Kiedy obietnice jego, odnoszące się do Polski, nie spełniały się, zmniejszała
się co rok liczba adeptów "koła", któremu po Mickiewiczu przewodniczył
jenerał Karol Różycki. Za to staraniem towiańszczyka ks. Edwarda Duńskiego
utworzyła się grupa czcicieli "mistrza" we Włoszech, gdzie wskutek prądów
rewolucyjnych obudziła się niechęć do papieża i do Kościoła. Jednym z najzagorzalszych
był Tancredi Canonico, który życie i naukę
mistrza opisał w dziele swoim "Andrea Towianski"
i dla niego kilku mężów wybitnych, między innymi arcybiskupa Puecher Passavalli'ego
i powieściopisarza Fogazzaro pozyskał, podczas gdy biskup z Cuneo w orędziu
swoim z 12 października 1857 naukę Towiańskiego, jako heretycką, potępił.
Jakąż była
doktryna Towiańskiego? On sam jej nie spisał, mimo obietnicy danej emigrantom;
mamy tylko mgliste i zawiłe jego pismo pt. "Biesiada", dane w r. 1841 jenerałowi
Skrzyneckiemu, które w r. 1850 O. Semenenko w dziełku: Towiański et
sa doctrine krytycznie rozebrał. Mimo dwuznaczników i wykrętów, często
przez mistrza używanych, nietrudno jest dowieść, że jego nauka zawiera
błędy dogmatyczne, które według przytoczonego dziełka O. Semenenki i według
pisma włoskiego "L'apologista"
dają się streścić w następujących zdaniach:
Bóg jest
światłem ogólnym, z którym się zleją światła szczególne (manicheizm).
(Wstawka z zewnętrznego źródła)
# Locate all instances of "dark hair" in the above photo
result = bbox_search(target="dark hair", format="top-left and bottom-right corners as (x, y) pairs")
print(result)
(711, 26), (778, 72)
Stworzenie
świata tak się odbywa, że Bóg wyprowadza istoty z czegoś surowego uprzednio
istniejącego, przechodząc "z brudów niższej operacji coraz wyżej aż do
Boga" (gnostycyzm). Na ziemi panuje duch piekieł, to jest, duchy niskie
(manicheizm). Grzechu pierworodnego nie ma, a natura ludzka nie jest zepsuta
(pelagianizm). Odkupienie w ten sposób się stało, że "Jezus Chrystus świętością
swoją sprowadził światła kolumnę i nią grube ciemności ziemi rozpędził".
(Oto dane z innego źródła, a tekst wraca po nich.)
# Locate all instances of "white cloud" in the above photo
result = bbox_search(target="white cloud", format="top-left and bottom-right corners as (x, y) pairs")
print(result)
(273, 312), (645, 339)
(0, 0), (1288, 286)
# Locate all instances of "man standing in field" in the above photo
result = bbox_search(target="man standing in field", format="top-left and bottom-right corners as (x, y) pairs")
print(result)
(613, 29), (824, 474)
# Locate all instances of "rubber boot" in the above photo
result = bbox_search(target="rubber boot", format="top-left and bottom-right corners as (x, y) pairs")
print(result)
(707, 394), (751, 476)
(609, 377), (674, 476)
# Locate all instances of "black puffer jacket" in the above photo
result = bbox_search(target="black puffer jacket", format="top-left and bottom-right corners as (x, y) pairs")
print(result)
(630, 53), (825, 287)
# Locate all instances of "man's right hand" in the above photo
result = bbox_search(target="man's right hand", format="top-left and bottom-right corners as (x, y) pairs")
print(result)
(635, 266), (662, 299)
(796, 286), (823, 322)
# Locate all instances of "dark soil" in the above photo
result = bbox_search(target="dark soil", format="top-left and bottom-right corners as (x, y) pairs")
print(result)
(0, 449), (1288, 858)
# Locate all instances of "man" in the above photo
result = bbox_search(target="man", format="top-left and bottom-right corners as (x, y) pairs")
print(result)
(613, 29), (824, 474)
On w tej sprawie jest pierwszym po Bogu działaczem, potem idą Cherubini,
potem Napoleon "przedostatni w świętej kolumnie", w końcu posłany został
Towiański, by "zapalić narody
wybrane ogniem świętej miłości". Zmartwychwstania nie ma, tak jak i Chrystus
nie zmartwychwstał (gnostycyzm). Wiara w sąd ostateczny, jako też w wieczne
nagrody i kary upada, skoro dusze po wyjściu z ciał mogą znowu wracać na
ziemię i dla odpokutowania
swoich win łączą się znowu z ciałem (metempsychoza, buddyzm). Kościół katolicki,
nazwany przez Towiańskiego kościołem urzędowym, wystarczał według niego
w owych wiekach, kiedy ludzkość była niemowlęciem, ale w dzisiejszej epoce
ciągłego postępu sprzeniewierza
się swojej misji; natomiast jest inny kościół wewnętrzny, który według
woli Chrystusa ma się ziszczać w każdej duszy, stąd nie do Kościoła urzędowego
ani do Stolicy Apostolskiej, ale wprost do Chrystusa zwracać się trzeba
(protestantyzm, mariawityzm);
acz z drugiej strony Towiański z Kościoła "urzędowego" nie wystąpił i osobnej
sekty nie utworzył.
Co do zasad
etycznych, Towiański polecał szczególnie egzaltację ducha, do czego ma
służyć modlitwa. Nie odrzucał on Sakramentów św., ale nadawał im inne znaczenie,
bo u niego wszystko zależało na poruszeniu duszy naszej dla Boga, które
sprowadza kolumnę duchów świętych, a stąd łaskę; odwoływał się przy tym
ciągle do uczucia i do woli, tak że nie bez słuszności zaliczono go do
przesłańców modernizmu.
Co do środków
do uświęcenia się, Towiański zalecał także wpatrywanie się w obraz Matki
Boskiej Ostrobramskiej, cześć krzyża białego bez osoby Chrystusa, odśpiewywanie
marszu "sprawy świętej", pielgrzymki do miejsc świętych, a między tymi
na pole bitwy pod Waterloo, i zachowanie postu, tj. wstrzymanie się od
działań, rozmów i myśli, które by nie były w zgodzie ze "sprawą świętą".
Uważając
się za reformatora ludzkości, podnosił trzy przede wszystkim narody jako
powołane do spełnienia "sprawy Bożej", tj. Izraelitów, Polaków i Francuzów,
byle wszystkie przejęły się duchem Napoleona. On też głosił idee mesjanizmu
Polski, rozwiniętą więcej przez Mickiewicza, a przymieszał do niej utopie
panslawistyczne i żywą sympatię dla Rosji, co wyraził w liście do cara
Mikołaja I (z 15 sierpnia
1844), wzywającym go w słowach najpokorniejszych, aby przyjął "sprawę Bożą"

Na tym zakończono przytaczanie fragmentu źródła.